Ghrelin-Induced Sodium Reabsorption Is Mediated by PKA and Microtubule-Dependent αENaC Translocation in Female Rats.

ABSTRACT

Intrarenal ghrelin infusion activates ghrelin receptors in the kidney collecting duct (CD) to increase α epithelial sodium (Na+) channel (αENaC)-dependent Na+ reabsorption in vivo, but the underlying mechanisms are unknown. Seventy-two hours following uninephrectomy, 12-week-old female Sprague-Dawley rats received the following renal interstitial (RI) infusions for 1 hour after a 1-hour control vehicle (n = 10), ghrelin (3 µg/minute; n = 8), ghrelin + phosphatidylinositol 3-kinase (PI3K) inhibitor LY-294002 (0.1 µg/kg/minute; n = 7), ghrelin + protein kinase A (PKA) inhibitor adenosine 3'5'-cyclic monophosphorothioate, Rp-isomer (10 µg/kg/minute; n = 8), ghrelin + microtubule polymerization inhibitor nocodazole (0.3 µg/kg/minute; n = 7), or ghrelin + actin polymerization inhibitor cytochalasin D (0.3 µg/kg/minute; n = 6).
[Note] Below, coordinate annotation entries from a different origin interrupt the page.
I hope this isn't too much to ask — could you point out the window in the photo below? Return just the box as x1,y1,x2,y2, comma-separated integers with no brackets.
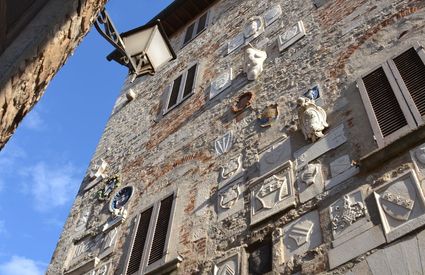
164,64,198,114
183,12,208,46
357,47,425,147
125,193,175,275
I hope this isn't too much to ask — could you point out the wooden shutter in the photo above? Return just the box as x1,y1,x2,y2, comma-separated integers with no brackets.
126,207,153,275
358,64,415,147
389,47,425,125
183,22,196,45
183,64,197,98
148,194,174,265
196,13,208,34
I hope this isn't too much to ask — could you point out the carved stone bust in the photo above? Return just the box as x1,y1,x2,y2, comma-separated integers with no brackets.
244,46,267,80
243,16,264,39
297,97,329,142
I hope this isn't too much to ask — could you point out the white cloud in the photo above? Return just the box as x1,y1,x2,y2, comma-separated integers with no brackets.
0,256,43,275
23,162,79,212
22,110,45,130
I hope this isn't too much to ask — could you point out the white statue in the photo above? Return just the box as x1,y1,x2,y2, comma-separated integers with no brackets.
89,159,108,179
244,46,267,80
297,97,329,142
243,16,264,40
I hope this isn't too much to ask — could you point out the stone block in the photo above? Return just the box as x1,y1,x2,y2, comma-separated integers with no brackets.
325,166,360,190
297,163,325,203
277,21,305,52
217,178,245,220
328,225,390,274
210,68,233,99
214,131,233,156
281,211,322,262
263,5,282,27
410,143,425,176
214,252,241,275
329,190,373,240
366,237,423,275
366,250,391,274
258,138,291,175
218,155,244,189
374,170,425,242
249,161,296,225
345,261,373,275
227,33,245,54
329,155,351,177
294,124,347,169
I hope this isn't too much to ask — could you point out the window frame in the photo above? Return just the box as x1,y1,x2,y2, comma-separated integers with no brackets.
123,189,178,275
181,9,211,48
357,43,425,148
162,62,200,115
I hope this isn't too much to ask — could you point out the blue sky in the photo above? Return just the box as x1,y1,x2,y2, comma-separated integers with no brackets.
0,0,172,275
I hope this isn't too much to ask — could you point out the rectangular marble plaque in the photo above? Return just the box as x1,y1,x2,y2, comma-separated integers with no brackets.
374,170,425,242
281,211,322,262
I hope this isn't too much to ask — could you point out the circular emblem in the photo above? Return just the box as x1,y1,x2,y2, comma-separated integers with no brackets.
109,186,133,212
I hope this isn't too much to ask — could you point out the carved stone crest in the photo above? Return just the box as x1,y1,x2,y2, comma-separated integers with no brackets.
232,92,254,113
249,161,295,224
277,21,305,51
214,253,240,275
210,68,233,99
274,211,322,262
330,195,367,236
297,97,329,142
258,104,279,128
243,16,264,40
288,220,313,246
214,131,233,156
374,170,425,242
255,175,289,209
244,46,267,80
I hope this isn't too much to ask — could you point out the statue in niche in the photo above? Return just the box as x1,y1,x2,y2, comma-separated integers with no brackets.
244,45,267,80
297,97,329,142
218,184,241,209
89,159,108,180
301,163,319,186
243,16,264,39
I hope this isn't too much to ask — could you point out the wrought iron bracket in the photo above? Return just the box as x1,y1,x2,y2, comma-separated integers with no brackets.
94,8,138,74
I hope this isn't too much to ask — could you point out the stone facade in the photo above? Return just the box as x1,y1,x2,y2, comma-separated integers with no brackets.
47,0,425,274
0,0,106,149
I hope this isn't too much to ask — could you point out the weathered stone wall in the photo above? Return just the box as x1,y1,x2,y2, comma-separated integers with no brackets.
0,0,106,149
48,0,425,274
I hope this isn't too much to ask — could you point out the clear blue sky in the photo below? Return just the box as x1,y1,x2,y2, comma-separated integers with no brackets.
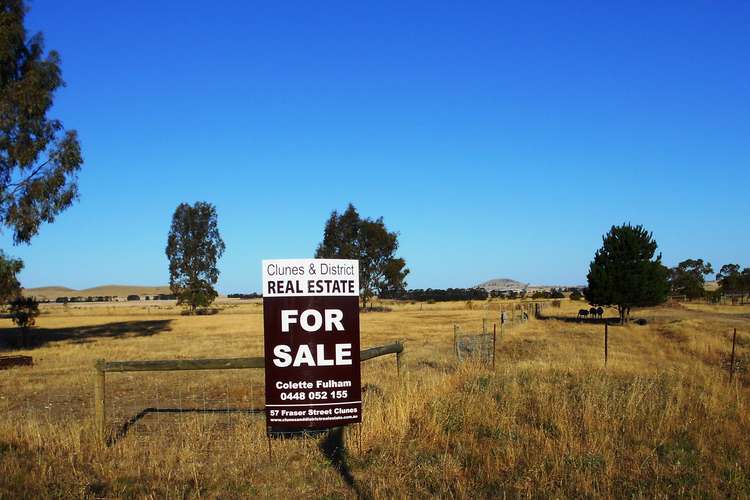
0,0,750,293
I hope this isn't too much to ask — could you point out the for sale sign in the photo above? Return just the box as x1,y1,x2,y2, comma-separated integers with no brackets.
263,259,362,434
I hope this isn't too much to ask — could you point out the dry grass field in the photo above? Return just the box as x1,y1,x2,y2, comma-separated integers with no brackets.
0,301,750,498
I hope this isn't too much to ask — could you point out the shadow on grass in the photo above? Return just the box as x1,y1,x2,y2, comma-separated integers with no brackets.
107,407,265,446
536,315,620,326
0,319,172,350
318,427,369,498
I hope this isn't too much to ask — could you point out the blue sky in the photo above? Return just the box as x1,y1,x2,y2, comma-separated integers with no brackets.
0,0,750,293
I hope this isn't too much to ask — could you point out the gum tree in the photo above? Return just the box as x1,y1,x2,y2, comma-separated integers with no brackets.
166,201,225,312
315,203,409,308
0,0,83,300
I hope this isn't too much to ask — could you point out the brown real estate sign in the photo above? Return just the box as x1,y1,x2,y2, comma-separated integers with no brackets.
263,259,362,435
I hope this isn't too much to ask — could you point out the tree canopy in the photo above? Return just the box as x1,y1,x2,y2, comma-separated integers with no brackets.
166,201,225,311
315,203,409,306
584,224,669,322
0,0,83,243
669,259,714,299
0,250,23,304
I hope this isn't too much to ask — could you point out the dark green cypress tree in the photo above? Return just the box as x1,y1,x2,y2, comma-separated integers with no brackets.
585,224,669,323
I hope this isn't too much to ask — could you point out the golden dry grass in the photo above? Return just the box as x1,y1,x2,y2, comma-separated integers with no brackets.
0,301,750,498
Compared with vehicle infusion, RI ghrelin induced a significant anti-natriuresis (urine Na+ excretion was reduced by 53.7% ± 6.8%; P < 0.001). This effect was abolished during concomitant PKA or microtubule inhibition (106.4% ± 9.4% and 109.7% ± 10.6% of vehicle infusion, respectively; P < 0.01 from ghrelin) but not during concomitant PI3K or actin inhibition (reduced by 48.6% ± 3.9% and 52.8% ± 12.7%, respectively; P < 0.001 and P < 0.01 from vehicle, respectively; P = not significant from ghrelin). Infusions had no effect on mean arterial pressure. Western blot analysis demonstrated that CD membrane but not total αENaC expression increased in response to ghrelin infusion compared with vehicle, (0.39 ± 0.05 vs 0.12 ± 0.02 arbitrary units; P < 0.01). This effect was abolished during PKA or microtubule inhibition but persisted during PI3K or actin inhibition. Neural precursor cell expressed, developmentally down-regulated 4 isoform 2 (Nedd4-2) dependent internalization of αENaC was not affected by ghrelin, indicating that microtubule-dependent forward trafficking of αENaC is necessary for anti-natriuretic responses to ghrelin. Taken together, these studies highlight the importance of PKA and microtubule polymerization in ghrelin-induced αENaC-mediated Na+ reabsorption.